Hey guys, me again…
I am learning about Classes and I was wondering: how come, when I create a subclass from, a canvas for example, the subclass stays separate and when I drag the class on a window, it creates a new item, similar to when you do it from the library. But if I do it with a window, it does not act the same. Is that a normal way to behave?
Not sure I follow what it is you’re trying to do ?
You cant drag a Window onto a Window if that’s what you mean ?
@Norman Palardy : you are right, of course. What I meant is that I would like to keep it separate so that if I update the subclass, the instance created by it would also be updated. Come to think of it, could I just create a window and set the subclas to the one I created, in fact doing manually what Xojo is doing when we are dragging a control of the window?
A follow up question: if my subclass works nicely and that i would like to refer to it regulrly, is there a way to include it in the Control library in a more pemanent fashion than having to drag the subclass in each project I create?
That’s how all subclasses work. What is not being updated in the window instance. (The window class you create can only contain logic, of course, no layout. Right?) Updating the logic in the window class will affect the instance.
@Tim Hare : Thank you.
Now, if I add properties to a subclass of a canvas, for example, I can go in the Inspector Behavior menu and ask that the property appears in the Inspector pane. It does not seem to work in a window. Is that to be expected?
Windows do not have inspector behaviour in the same way that things like controls do
If you add a property to a class, say a subclass of canvas, and then place instances on your layout then you can set the individual instance properties
When you create a window called Window1, you create a class Window1, which is a subclass of Window in a module with the same name. So the full classname is actually Window1.Window1.
If ImplicitInstance is set to yes unfortunately the standard , a function with the same name is created in this module, which returns the instance and creates the instance on the first call). So you can access the Window1 instance without having to create it with New beforehand.
If you want to really subclass Window you must insert one or more subclass layer between Window and Window1. Then you can re-use this “inserted” subclass for more than one window. This is how to do it:
Do “Insert > Class” in the menu.
Give it a name like MyWindowSubclass.
Change its Super to Window.
Add any code you want to MyWindowSubclass.
Create a window (or select an existing one in the navigator) and change its Super to MyWindowSubclass.
Create a second window (or select another existing one in the navigator) and change its Super to MyWindowSubclass.
So you have this hierarchy:
Class Window (Xojo framework)
Class MyWindowSubclass (a class, not a window)
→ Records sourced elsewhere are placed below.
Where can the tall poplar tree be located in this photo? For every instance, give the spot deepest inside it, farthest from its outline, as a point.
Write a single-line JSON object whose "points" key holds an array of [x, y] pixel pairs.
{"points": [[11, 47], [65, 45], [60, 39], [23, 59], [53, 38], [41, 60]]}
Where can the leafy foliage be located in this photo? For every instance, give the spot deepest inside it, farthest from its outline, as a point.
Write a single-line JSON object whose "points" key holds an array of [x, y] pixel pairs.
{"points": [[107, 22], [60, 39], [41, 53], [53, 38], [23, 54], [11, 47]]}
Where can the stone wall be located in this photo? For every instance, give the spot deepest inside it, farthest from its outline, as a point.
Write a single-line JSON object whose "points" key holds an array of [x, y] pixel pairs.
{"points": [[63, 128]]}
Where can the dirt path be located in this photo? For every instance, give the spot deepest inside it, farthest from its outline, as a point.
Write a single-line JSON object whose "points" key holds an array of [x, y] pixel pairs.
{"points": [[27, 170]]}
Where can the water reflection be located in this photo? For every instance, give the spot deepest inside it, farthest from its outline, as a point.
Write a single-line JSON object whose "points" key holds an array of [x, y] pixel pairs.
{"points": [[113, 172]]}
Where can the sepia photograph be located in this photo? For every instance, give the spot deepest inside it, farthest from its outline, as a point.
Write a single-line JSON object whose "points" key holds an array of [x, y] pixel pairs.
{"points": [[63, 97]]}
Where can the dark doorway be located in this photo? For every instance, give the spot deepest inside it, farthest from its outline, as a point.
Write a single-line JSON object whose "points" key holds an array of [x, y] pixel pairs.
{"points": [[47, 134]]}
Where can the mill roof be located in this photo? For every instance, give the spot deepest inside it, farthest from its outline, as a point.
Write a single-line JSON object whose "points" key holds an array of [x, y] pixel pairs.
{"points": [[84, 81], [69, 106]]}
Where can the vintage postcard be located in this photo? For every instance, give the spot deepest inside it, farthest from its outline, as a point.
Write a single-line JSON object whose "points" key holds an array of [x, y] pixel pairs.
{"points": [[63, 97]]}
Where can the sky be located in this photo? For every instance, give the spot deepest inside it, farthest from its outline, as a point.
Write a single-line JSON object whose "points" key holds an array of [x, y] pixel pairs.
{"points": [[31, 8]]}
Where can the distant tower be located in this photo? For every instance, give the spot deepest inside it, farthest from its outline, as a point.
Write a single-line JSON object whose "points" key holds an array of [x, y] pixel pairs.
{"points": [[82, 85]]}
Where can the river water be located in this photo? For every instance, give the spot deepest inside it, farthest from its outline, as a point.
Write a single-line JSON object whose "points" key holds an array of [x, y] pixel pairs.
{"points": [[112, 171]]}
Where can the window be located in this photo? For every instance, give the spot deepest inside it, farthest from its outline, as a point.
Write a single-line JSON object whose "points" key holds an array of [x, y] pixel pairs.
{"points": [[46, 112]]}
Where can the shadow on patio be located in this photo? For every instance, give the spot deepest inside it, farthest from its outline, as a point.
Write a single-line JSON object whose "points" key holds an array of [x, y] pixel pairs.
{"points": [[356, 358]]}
Class Window1 (the actual class & instance in the window designer)
In my projects I usually have something like this:
Class DocumentWindow (class only)
Class MainWindow (class only)
Class ProductWindow (window designer class & instance)
Class ContactWindow (window designer class & instance)
Class InvoiceWindow (window designer class & instance)
Class ReportWindow (window designer class & instance)
Class DialogWindow (class only)
Class AboutWindow (window designer class & instance)
Class PreferencesWindow (window designer class & instance)
Class CancelWindow (window designer class & instance)
Class MessageWindow (window designer class & instance)
As you see there is multiple subclassing: Window > DocumentWindow > MainWindow > ProductWindow.